# Issues with Nik Plug-in Package



## Larrygreen (Mar 29, 2016)

Just downloaded the now free Nik package of plug-ins from Google. For some reason they don not show up in the LR6 plug-in manager but I do see them in PS CC. Any idea why this might be and how I can correct so I can access in LR 6. Am running both LR and PS on a Mac with OS 10.11. Many thanks for any guidance you can provide.


----------



## RogerB (Mar 29, 2016)

The Nik collection are not "plug-ins" in the Lightroom sense, but external editors. If you right click on an image and choose "edit in" from the pop up menu you should see them listed there.


----------



## Larrygreen (Mar 29, 2016)

Thank you Roger! That did the trick.


----------



## frozenframe (Apr 1, 2016)

RogerB said:


> The Nik collection are not "plug-ins" in the Lightroom sense, but external editors. If you right click on an image and choose "edit in" from the pop up menu you should see them listed there.


FWIW, I could not get the NIK collection to show in the Edit in menu. LR CC 2015, Win 10. I had to create Presets for each one.


----------



## RogerB (Apr 1, 2016)

frozenframe said:


> FWIW, I could not get the NIK collection to show in the Edit in menu. LR CC 2015, Win 10. I had to create Presets for each one.




Do you have your preferences set to store presets with the catalogue?  If so, try unchecking that option and see if the NIK programmes show up in the “Edit in” menu after doing so.

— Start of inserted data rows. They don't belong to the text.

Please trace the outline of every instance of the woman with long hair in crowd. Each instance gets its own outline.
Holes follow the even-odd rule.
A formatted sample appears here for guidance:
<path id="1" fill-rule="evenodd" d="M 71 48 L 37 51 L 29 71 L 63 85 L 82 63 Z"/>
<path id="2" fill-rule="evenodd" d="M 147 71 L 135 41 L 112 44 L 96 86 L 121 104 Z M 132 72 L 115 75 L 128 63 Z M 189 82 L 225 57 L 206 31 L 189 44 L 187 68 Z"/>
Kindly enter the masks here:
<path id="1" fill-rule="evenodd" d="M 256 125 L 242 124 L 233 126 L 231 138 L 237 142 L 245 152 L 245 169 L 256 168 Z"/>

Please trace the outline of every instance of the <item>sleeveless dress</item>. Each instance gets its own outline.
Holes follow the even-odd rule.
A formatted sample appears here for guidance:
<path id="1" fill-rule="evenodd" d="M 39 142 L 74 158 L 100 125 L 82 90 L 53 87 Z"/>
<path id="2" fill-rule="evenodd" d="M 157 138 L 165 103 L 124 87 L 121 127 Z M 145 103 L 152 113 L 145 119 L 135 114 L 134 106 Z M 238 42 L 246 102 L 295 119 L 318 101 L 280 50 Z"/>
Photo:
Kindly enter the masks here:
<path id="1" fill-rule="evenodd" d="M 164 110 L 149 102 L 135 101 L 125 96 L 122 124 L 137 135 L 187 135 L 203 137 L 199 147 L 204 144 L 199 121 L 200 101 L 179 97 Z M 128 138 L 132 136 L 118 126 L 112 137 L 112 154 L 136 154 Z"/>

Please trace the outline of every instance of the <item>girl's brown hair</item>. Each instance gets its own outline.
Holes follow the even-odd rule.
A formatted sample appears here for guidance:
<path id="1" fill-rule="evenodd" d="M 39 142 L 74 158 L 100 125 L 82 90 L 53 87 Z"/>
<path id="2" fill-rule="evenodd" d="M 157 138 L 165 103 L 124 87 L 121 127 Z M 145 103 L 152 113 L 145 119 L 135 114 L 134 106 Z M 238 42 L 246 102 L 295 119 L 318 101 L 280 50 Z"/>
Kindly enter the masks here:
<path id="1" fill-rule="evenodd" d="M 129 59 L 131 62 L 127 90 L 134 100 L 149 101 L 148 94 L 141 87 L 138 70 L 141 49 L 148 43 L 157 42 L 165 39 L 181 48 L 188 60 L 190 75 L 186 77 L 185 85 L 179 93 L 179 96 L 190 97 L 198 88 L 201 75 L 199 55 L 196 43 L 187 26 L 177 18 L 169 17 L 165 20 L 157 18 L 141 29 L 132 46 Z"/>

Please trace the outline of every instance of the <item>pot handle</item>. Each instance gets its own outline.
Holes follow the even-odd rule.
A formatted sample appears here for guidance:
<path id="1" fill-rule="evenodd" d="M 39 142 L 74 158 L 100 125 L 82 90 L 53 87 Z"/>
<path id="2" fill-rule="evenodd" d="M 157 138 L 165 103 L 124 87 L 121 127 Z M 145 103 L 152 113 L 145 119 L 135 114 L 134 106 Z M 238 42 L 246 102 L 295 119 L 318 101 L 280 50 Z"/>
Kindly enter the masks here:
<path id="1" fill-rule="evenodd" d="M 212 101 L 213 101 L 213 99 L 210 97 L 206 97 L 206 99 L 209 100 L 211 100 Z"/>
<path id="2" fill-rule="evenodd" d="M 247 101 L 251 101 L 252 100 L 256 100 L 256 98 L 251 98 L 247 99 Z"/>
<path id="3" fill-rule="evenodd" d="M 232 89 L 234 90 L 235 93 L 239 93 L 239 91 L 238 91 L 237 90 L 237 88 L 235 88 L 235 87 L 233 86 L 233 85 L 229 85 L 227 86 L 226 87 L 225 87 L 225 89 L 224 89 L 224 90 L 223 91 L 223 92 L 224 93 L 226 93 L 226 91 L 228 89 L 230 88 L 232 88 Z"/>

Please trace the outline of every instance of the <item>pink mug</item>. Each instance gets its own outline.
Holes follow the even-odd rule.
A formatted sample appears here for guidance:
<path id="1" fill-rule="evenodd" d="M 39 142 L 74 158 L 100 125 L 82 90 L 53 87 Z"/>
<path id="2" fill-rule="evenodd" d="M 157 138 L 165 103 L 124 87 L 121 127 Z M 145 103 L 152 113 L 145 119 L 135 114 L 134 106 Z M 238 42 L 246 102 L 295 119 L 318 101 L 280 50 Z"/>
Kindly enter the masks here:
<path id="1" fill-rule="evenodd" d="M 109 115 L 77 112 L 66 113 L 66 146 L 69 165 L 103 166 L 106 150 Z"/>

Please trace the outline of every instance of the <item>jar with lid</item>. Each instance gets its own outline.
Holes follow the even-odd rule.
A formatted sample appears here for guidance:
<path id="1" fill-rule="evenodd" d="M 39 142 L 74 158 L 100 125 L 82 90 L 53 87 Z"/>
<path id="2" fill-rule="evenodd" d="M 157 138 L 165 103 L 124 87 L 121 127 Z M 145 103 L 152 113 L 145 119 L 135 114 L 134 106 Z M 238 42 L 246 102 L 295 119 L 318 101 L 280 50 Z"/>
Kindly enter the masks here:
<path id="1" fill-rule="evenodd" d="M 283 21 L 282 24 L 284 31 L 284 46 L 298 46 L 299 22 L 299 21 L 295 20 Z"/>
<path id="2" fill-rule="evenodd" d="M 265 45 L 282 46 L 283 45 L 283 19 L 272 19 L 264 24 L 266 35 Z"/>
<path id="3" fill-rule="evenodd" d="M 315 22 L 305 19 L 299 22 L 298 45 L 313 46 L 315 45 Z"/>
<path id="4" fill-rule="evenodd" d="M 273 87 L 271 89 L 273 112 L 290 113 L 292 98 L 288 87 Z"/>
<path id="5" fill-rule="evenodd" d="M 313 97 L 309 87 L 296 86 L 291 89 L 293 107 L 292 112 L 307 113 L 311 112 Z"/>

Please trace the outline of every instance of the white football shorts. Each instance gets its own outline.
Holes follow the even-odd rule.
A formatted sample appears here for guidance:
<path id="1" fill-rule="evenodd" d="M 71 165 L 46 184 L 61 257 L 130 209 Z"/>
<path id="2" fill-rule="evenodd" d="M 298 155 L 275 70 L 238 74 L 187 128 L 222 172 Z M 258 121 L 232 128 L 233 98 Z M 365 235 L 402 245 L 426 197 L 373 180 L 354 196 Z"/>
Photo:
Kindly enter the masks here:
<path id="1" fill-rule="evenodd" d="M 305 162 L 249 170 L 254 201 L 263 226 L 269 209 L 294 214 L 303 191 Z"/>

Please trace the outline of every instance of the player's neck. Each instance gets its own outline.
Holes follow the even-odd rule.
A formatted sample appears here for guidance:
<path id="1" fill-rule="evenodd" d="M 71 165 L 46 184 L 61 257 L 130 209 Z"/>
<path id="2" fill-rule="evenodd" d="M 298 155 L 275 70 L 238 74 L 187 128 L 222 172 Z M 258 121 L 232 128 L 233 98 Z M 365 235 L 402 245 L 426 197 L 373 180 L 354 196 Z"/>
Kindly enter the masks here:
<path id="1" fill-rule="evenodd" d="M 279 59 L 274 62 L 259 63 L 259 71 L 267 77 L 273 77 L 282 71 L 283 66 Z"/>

If they do and you intend to keep using them for an extended period you might want to copy your presets back from the catalogue to their default location.  If you’re just trying them out then the presets you’ve created should be good enough.


----------



## frozenframe (Apr 2, 2016)

That worked Roger. Thank you.


----------



## RogerB (Apr 2, 2016)

frozenframe said:


> That worked Roger. Thank you.



My pleasure. I forgot to include a link to the support pages in my last post, so here it is...

Plug-ins do not appear in Lightroom after installing - Nik Collection Help


----------